Sonotone

David Bazan

Le Bourg, Lausanne, samedi 16 février 2013


01.03.2013

par Gaspard Turin

Lorsque David Bazan monte sur la petite scène du Bourg, ceux qui comme moi ne sont pas familiers de la tronche du bonhomme n’en retiennent pas vraiment leur respiration. Persuadés qu’avec cette dégaine de roadie, ce petit gros barbu n’est sans doute là que pour s’occuper du soundcheck. C’est que David Bazan partage avec d’autres vieux routards des nineties (on pense à Frank Black, à Lee Ranaldo, à Yo La Tengo…) un aspect négligé, à cent lieues de tout effet glamour. Mais le voilà qui commence son set. Et, armé d’une seule guitare acoustique et de sa voix, profonde et traînante, ce citoyen de seconde zone tient son auditoire en haleine pendant une heure et demie.

Pince-sans-rire, il aura commencé par nous prévenir: son concert sera composé «à 51% de chansons de Pedro The Lion et à 49% d’autres trucs, dont des morceaux plus récents» Il est vrai que ce ne sont probablement pas ses deux albums solo, Curse Your Branches (2009) et Strange Negociations (2011), qui lui auront valu le déplacement de ses auditeurs. Encore que… quelques-uns les auront attendues, et nombreux seront ceux qui les apprécieront, ces chansons récentes, tout aussi remarquables que les anciennes. A l’image de Wolves At The Door, avec laquelle il ouvre son set. Suivront, dans le désordre, de nombreux morceaux de bravoure dont son œuvre est remplie: Options, Big Trucks, Of Up And Coming Monarchs, Eating Paper, Transcontinental, Curse Your Branches ou encore la très attendue Penetration.

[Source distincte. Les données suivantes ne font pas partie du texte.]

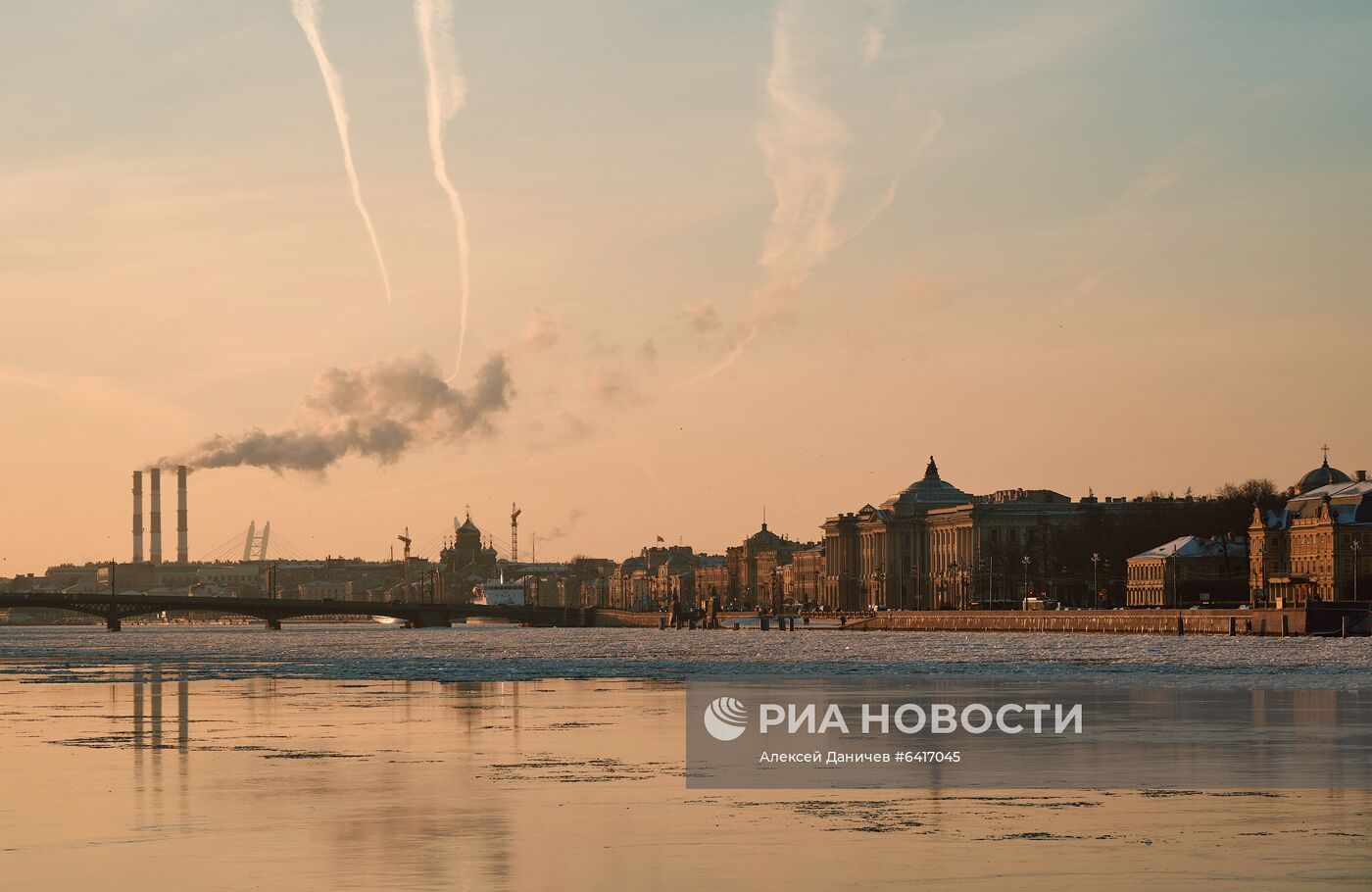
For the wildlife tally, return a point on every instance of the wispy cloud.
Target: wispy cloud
(702, 316)
(803, 139)
(308, 14)
(541, 331)
(443, 99)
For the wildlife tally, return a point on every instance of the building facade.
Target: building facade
(1319, 546)
(1190, 571)
(935, 546)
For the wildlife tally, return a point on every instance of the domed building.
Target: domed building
(933, 545)
(1324, 475)
(928, 490)
(466, 560)
(1319, 546)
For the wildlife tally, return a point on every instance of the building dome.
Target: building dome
(932, 489)
(1324, 475)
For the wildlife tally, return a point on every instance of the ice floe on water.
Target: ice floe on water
(510, 654)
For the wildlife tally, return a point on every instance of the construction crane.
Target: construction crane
(405, 541)
(254, 545)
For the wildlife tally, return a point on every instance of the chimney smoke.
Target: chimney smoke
(155, 532)
(137, 517)
(181, 558)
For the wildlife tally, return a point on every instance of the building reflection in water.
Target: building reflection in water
(386, 816)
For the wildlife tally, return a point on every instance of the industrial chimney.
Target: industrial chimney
(137, 517)
(180, 517)
(155, 511)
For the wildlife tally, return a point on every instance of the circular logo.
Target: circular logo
(726, 719)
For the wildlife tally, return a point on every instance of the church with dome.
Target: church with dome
(1319, 545)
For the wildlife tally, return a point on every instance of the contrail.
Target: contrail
(442, 100)
(308, 14)
(803, 140)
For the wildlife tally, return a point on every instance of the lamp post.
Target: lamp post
(1355, 546)
(1176, 589)
(1262, 578)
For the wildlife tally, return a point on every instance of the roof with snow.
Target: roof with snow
(1197, 546)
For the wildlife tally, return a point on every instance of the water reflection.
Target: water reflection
(285, 784)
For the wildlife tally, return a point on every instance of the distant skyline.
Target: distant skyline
(731, 256)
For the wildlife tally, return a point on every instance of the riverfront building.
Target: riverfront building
(1319, 546)
(1190, 571)
(935, 546)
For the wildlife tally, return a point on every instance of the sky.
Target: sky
(727, 257)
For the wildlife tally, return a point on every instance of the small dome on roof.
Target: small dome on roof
(1324, 475)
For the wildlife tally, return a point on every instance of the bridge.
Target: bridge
(114, 608)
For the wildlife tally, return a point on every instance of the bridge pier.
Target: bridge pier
(431, 619)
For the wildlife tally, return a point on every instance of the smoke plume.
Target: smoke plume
(308, 14)
(442, 100)
(377, 411)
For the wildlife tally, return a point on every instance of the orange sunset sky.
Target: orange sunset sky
(733, 256)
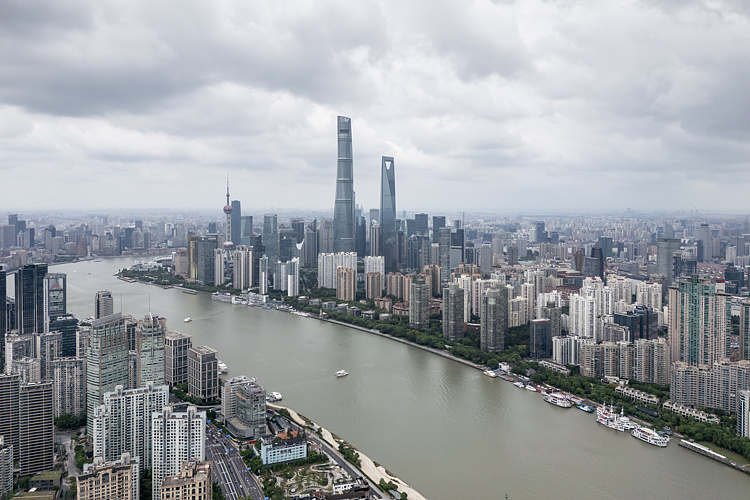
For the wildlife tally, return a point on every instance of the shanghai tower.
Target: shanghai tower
(343, 210)
(388, 233)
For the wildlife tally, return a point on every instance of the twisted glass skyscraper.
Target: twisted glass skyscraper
(343, 210)
(388, 233)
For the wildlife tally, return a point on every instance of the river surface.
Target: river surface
(444, 428)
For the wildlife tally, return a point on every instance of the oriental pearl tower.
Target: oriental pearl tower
(228, 245)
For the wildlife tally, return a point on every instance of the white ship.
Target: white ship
(650, 436)
(558, 399)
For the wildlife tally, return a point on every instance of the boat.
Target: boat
(650, 436)
(558, 399)
(585, 407)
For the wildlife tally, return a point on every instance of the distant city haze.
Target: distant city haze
(501, 106)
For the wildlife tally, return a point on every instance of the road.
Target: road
(229, 469)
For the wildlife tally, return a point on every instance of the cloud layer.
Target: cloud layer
(527, 105)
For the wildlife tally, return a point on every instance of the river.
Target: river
(444, 428)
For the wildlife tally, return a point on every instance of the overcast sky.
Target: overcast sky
(527, 105)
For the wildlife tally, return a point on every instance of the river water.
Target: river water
(444, 428)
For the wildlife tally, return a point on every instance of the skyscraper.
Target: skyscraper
(236, 221)
(176, 437)
(388, 229)
(30, 298)
(494, 319)
(106, 360)
(343, 210)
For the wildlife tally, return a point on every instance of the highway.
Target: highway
(229, 468)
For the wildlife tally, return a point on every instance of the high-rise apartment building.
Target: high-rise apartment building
(176, 437)
(419, 303)
(36, 429)
(388, 228)
(203, 379)
(122, 424)
(103, 304)
(494, 319)
(30, 298)
(9, 391)
(453, 312)
(343, 210)
(106, 360)
(176, 346)
(699, 322)
(119, 479)
(194, 482)
(68, 377)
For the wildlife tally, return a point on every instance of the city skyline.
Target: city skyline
(504, 107)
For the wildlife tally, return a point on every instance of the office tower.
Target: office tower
(263, 275)
(419, 304)
(54, 297)
(246, 230)
(36, 429)
(6, 469)
(203, 369)
(745, 330)
(3, 299)
(243, 267)
(106, 360)
(243, 403)
(68, 377)
(205, 271)
(388, 228)
(30, 298)
(119, 479)
(9, 419)
(176, 346)
(149, 345)
(444, 254)
(343, 210)
(292, 269)
(311, 244)
(699, 322)
(665, 249)
(346, 283)
(236, 222)
(494, 319)
(122, 424)
(373, 285)
(194, 482)
(540, 343)
(271, 236)
(176, 437)
(453, 312)
(48, 348)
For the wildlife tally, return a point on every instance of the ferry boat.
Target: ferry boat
(650, 436)
(585, 407)
(558, 399)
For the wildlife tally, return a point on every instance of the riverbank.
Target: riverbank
(374, 472)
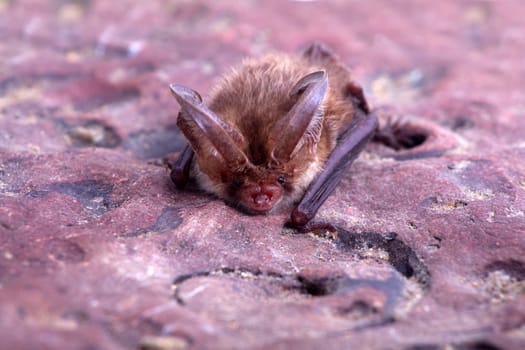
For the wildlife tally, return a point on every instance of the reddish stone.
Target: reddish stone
(99, 250)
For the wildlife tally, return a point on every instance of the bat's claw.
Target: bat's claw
(395, 134)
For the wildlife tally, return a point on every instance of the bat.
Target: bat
(277, 130)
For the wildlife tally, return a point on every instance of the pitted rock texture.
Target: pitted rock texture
(98, 250)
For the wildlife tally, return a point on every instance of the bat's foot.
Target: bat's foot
(398, 135)
(321, 229)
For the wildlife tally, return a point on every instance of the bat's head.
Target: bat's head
(263, 162)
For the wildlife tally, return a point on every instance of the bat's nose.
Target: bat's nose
(261, 198)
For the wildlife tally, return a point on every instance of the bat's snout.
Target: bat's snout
(259, 199)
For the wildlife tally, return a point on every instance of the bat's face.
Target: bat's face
(252, 160)
(256, 189)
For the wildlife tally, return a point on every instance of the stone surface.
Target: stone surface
(99, 251)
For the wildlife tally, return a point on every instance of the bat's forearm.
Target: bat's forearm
(351, 143)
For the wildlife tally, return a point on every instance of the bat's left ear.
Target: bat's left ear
(303, 123)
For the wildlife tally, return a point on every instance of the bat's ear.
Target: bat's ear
(203, 128)
(303, 123)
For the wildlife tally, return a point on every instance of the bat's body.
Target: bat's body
(276, 129)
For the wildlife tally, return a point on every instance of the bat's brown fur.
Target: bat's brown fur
(251, 99)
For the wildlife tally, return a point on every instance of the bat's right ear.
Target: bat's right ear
(184, 93)
(202, 127)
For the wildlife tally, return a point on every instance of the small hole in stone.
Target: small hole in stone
(399, 135)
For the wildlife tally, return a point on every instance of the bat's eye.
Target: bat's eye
(237, 183)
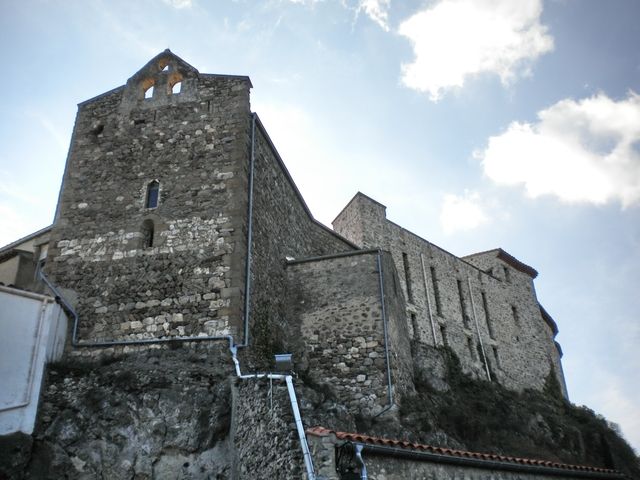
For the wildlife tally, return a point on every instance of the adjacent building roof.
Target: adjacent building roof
(509, 260)
(449, 455)
(9, 249)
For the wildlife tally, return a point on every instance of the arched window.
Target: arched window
(153, 190)
(147, 234)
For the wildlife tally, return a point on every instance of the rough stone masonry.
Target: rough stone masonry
(177, 219)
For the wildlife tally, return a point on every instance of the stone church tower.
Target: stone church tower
(149, 239)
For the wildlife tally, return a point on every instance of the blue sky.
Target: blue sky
(478, 123)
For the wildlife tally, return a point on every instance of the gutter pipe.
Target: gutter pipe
(363, 470)
(426, 294)
(306, 453)
(247, 273)
(481, 463)
(233, 348)
(475, 318)
(386, 334)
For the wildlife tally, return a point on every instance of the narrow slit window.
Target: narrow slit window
(496, 356)
(414, 325)
(436, 290)
(487, 316)
(407, 276)
(153, 191)
(463, 307)
(516, 316)
(443, 334)
(147, 234)
(472, 350)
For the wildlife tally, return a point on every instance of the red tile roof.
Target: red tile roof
(449, 452)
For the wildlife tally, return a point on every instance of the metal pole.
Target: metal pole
(426, 294)
(475, 317)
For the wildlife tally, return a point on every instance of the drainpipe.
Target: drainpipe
(232, 347)
(363, 470)
(247, 273)
(426, 294)
(475, 318)
(386, 334)
(306, 453)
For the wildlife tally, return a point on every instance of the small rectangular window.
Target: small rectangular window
(472, 351)
(436, 291)
(443, 334)
(153, 190)
(496, 356)
(487, 316)
(463, 307)
(414, 325)
(407, 277)
(514, 313)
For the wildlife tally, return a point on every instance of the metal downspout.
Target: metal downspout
(386, 334)
(426, 294)
(363, 471)
(247, 281)
(306, 453)
(475, 318)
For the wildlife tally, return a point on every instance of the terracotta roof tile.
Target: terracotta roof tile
(367, 439)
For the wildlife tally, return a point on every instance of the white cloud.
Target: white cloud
(584, 151)
(462, 213)
(616, 400)
(179, 3)
(456, 39)
(377, 10)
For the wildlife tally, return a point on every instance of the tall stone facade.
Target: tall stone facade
(162, 193)
(483, 306)
(149, 235)
(178, 220)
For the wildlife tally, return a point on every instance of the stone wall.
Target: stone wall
(265, 436)
(339, 310)
(195, 143)
(446, 295)
(282, 227)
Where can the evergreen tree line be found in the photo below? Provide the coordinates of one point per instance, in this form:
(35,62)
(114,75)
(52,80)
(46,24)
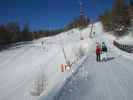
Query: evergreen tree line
(12,33)
(79,22)
(118,19)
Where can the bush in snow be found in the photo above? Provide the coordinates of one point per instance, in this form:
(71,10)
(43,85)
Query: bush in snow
(39,85)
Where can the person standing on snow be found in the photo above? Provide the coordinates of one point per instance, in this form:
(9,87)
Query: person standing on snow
(98,53)
(104,50)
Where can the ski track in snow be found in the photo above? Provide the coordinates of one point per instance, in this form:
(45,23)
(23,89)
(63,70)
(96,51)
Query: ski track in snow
(21,65)
(111,80)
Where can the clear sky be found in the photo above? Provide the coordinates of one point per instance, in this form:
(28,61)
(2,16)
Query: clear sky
(41,14)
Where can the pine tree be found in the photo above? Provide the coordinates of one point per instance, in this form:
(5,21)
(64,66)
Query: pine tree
(120,18)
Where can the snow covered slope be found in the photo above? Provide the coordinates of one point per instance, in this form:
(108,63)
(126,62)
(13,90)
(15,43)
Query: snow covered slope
(21,66)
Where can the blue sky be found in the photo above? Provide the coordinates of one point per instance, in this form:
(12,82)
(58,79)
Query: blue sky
(41,14)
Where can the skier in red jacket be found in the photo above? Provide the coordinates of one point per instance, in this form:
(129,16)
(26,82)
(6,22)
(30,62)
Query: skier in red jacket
(98,53)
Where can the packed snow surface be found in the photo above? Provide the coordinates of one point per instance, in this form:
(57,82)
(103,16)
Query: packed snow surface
(22,65)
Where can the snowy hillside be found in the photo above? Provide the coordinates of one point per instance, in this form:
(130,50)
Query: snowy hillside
(23,66)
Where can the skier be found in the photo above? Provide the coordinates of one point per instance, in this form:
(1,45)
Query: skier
(98,53)
(104,51)
(43,45)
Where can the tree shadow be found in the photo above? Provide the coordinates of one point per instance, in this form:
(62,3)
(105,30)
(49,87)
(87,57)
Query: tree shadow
(108,59)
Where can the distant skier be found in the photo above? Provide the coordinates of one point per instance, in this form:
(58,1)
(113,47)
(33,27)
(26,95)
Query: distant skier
(98,53)
(104,51)
(43,45)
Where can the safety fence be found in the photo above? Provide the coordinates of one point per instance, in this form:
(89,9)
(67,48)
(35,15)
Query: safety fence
(124,47)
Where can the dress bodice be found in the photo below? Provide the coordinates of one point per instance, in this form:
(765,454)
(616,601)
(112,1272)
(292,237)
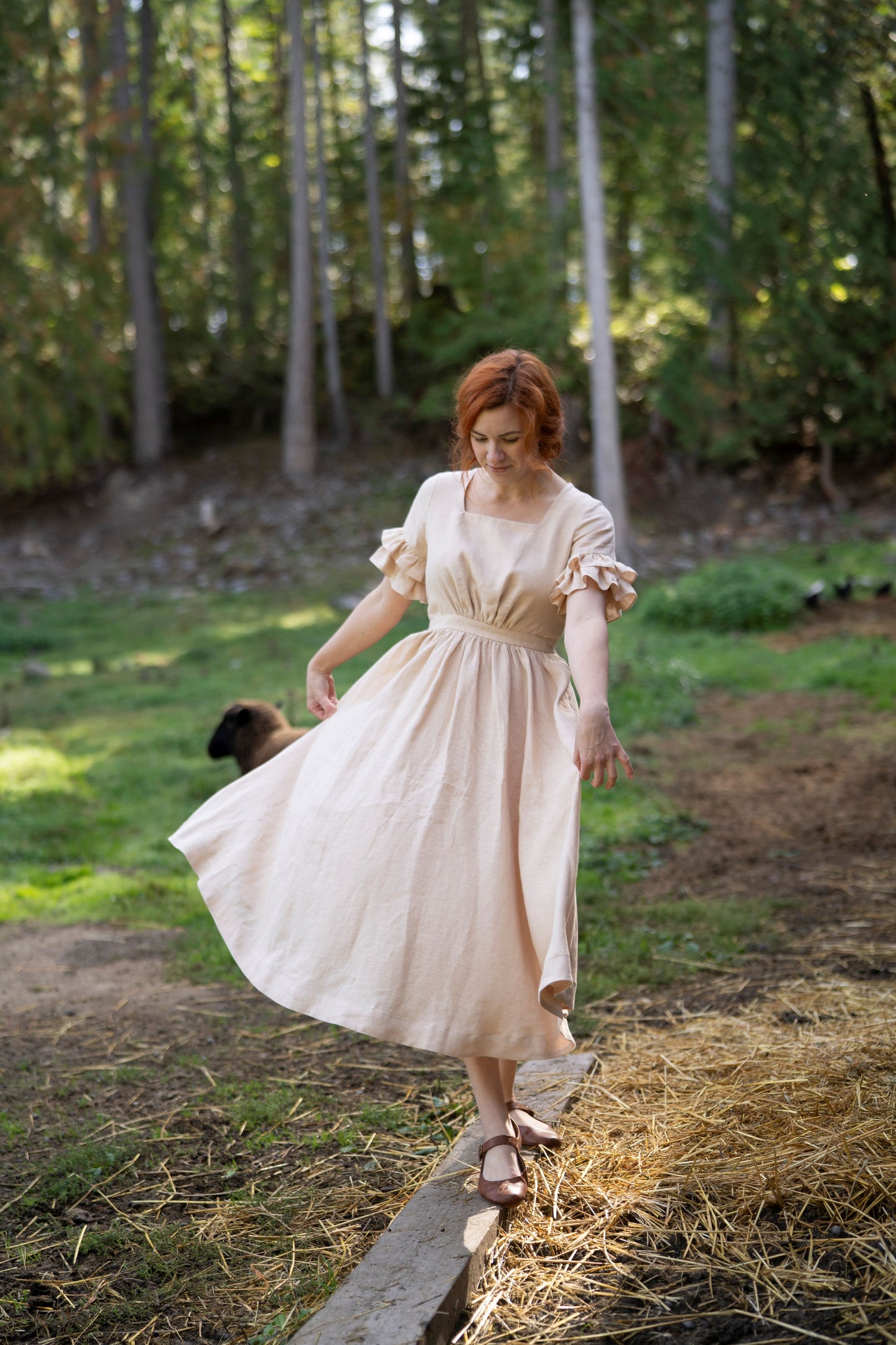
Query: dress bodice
(502,573)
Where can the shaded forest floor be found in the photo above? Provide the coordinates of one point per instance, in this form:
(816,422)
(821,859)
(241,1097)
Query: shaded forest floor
(226,521)
(183,1161)
(194,1164)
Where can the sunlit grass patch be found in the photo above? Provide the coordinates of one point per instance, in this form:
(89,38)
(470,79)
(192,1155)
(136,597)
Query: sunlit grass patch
(81,892)
(99,770)
(30,764)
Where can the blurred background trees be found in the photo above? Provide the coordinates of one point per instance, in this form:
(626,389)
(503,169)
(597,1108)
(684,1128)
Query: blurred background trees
(147,195)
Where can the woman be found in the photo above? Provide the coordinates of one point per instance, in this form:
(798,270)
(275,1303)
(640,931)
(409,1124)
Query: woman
(409,868)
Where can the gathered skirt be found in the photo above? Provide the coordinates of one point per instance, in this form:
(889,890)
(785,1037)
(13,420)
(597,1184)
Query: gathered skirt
(407,869)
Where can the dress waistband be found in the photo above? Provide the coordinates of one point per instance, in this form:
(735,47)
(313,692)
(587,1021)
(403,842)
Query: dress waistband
(503,634)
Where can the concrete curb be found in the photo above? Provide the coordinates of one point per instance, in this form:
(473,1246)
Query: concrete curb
(418,1277)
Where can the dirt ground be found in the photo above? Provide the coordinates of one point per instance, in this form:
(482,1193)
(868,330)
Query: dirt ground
(226,519)
(800,795)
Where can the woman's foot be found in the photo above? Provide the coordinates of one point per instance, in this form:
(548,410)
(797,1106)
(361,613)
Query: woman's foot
(503,1172)
(535,1133)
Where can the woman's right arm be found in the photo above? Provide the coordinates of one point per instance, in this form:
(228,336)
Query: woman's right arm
(368,623)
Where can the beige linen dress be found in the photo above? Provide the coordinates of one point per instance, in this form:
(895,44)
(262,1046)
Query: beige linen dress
(407,869)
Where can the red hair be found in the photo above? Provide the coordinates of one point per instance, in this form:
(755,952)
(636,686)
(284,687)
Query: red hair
(510,378)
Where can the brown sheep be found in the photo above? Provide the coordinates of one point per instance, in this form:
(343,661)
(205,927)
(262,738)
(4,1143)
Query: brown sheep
(253,732)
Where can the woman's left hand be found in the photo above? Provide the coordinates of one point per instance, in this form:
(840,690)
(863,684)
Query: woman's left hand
(598,748)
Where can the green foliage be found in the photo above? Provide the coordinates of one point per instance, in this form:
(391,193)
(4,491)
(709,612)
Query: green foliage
(727,596)
(100,767)
(809,279)
(76,1169)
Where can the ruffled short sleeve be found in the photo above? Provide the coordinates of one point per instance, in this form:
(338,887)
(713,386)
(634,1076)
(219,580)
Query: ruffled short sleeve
(402,557)
(594,557)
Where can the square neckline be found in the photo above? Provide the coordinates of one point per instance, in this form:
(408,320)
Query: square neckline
(499,518)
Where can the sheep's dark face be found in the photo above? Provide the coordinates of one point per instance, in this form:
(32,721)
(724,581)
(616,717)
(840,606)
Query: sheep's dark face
(223,740)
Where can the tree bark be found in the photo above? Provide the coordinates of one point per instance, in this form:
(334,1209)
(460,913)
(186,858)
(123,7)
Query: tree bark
(51,89)
(554,145)
(149,397)
(375,229)
(199,143)
(721,143)
(328,308)
(606,450)
(300,431)
(241,218)
(402,164)
(882,174)
(147,151)
(91,76)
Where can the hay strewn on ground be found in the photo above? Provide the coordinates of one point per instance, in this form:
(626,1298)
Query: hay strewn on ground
(725,1177)
(222,1189)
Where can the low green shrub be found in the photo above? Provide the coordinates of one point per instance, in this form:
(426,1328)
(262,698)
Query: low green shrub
(727,596)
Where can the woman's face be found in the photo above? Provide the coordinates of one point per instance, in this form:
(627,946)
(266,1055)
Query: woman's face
(499,442)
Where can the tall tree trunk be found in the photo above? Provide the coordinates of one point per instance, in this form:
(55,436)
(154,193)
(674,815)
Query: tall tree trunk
(606,450)
(91,76)
(328,308)
(721,143)
(402,169)
(151,403)
(554,145)
(147,150)
(375,228)
(882,174)
(280,115)
(53,130)
(200,148)
(241,218)
(300,431)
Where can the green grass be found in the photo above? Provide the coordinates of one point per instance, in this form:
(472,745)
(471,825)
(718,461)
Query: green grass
(104,759)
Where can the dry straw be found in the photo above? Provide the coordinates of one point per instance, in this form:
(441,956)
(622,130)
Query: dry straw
(725,1177)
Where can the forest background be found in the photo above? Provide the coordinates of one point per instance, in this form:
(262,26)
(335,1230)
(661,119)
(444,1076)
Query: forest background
(444,221)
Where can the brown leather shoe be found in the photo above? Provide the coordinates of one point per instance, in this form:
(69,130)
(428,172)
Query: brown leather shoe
(512,1191)
(530,1137)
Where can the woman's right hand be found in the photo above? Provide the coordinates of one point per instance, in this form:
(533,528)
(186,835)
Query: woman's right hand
(321,693)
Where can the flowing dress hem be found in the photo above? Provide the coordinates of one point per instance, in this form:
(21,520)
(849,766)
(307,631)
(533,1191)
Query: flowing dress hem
(432,1037)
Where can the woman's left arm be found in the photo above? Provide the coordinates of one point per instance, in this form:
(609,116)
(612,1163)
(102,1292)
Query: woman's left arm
(597,746)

«Have you ever seen an idealist with grey hairs on his head? Or successful men who keep in touch with unsuccessful friends? You only think you did. I could have sworn I saw it too, but as it turns out, it was just a clever ad for cigarettes». On n’en finirait pas de citer ces textes, où le cynisme apparent se développe en un discours de profonde sagesse. David Bazan est l’un de ces rares chanteurs dont la condition sine qua non à sa présence sur une scène est d’avoir quelque chose à dire. Il prend à cœur ce rôle, au point d’y inclure ses auditeurs: toujours sérieux comme un prédicateur calviniste, il annonce vers la fin de sa performance qu’il répondra volontiers à toute question de son public. Lequel se prête au jeu. Bazan répond à chacune avec la même intensité. Je ronge mon frein: j’aimerais demander à ce chrétien repenti où il en est actuellement sur le plan religieux. Mais je lirai plus tard sur un forum que c’est la seule question à laquelle il refuse de répondre, jugeant probablement que ses chansons y répondent pour lui. J’ai bien fait de ne pas la ramener.

Dans un registre plus léger, quelqu’un lui demandera «Tournez-vous parfois avec des groupes qui ont des managers?» – allusion à la chanson Bands With Managers, où il brocarde ces jeunes musiciens «aux cheveux en désordre et aux visages lisses et pâles», déconnectés du monde, les mains hors du cambouis. Sa réponse sonnera comme une excuse: il se trouve qu’il a actuellement un manager, mais «c’est surtout un ami, et c’est ainsi que cela devrait toujours se passer». Loyauté, pudeur, probité. Le contact humain, voilà ce qui le conduit sur les routes. Et ce qu’un tel concert nous aura rappelé.